Sixth at Ruta del Sol was followed by third overall at Tirreno-Adriatico before his success at the Tour of the Alps.
“It doesn’t feel like I’m starting from zero around every corner and that makes a massive difference,” he said.
“Especially an athlete like myself that does a lot of volume and requires a certain type of training that makes it even more different, that consistency.”
The Briton also changed his coach during the winter and altered his approach to training, which he believes has had a positive effect.
“I always approached the season more conservatively and looked to build through the season in my past years as a professional,” he said.
“This winter I decided to be a little bit more aggressive because I think the way the sport is moving it’s very hard to build condition once the season starts.
“The races are so hard you need a lot of recovery after each race and I think if you’re not on a certain level when you start racing you actually need to take a step out of the race environment to find those big steps.
“That was a goal of mine really to not be too far from my best already to start the season.”
‘A race of attrition’
Every edition of the Giro d’Italia seems to be the toughest ever, but this year’s route is particularly brutal.
The 76km of time trialling is the most since the 2017 edition while the final week features three mountainous stages with almost 5,000m of climbing on each.
Rather than appearing daunted, Geoghegan Hart is relishing the challenge.
“It is going to be one of those races where on the first rest day people are going to think perhaps they know who is the podium and who are the strongest and all the rest of it, but I think in the last week there are going to be some big changes,” he said.
“We always say it’s such a hard Giro and a race of attrition but certainly this year, we’re definitely going to hear a lot of that.
“That excites me. I think I’m someone who, all being well, performs very well under a lot of fatigue. It remains to be seen but I’m looking forward to it.”
Geoghegan Hart will be one of two protected leaders at Ineos along with former Tour de France champion Thomas.
While there has been plenty of talk about the duel between current world champion Remco Evenepoel of Soudal-Quick Step and Jumbo-Visma’s three-time Vuelta a Espana winner Primoz Roglic, Geoghegan Hart thinks Ineos have collective strength in their favour.
“It’s been a big investment from the team in this Giro group.
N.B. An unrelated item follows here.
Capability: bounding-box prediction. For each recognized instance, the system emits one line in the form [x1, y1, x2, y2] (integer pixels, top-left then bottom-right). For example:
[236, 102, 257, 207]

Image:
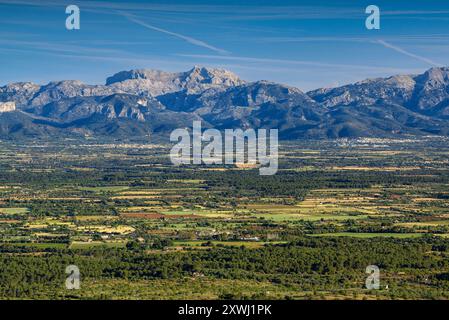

We did a really good camp together in January and another one just now,” he said.
“We’ve reaped the benefits of that investment from the team in the Alps and hopefully also in the coming weeks.”
For a team as big as Ineos and a rider like Geoghegan Hart who has won the Giro before, riding into Rome wearing pink as the race winner is the aim.
“The ambition has to be to try,” Geoghegan Hart said. “A three-week race is really long and you can sit before it and say anything you want but in the end it’s a big adventure.
“You just wake up each day, take that stage as it comes and look forward to Rome – always.”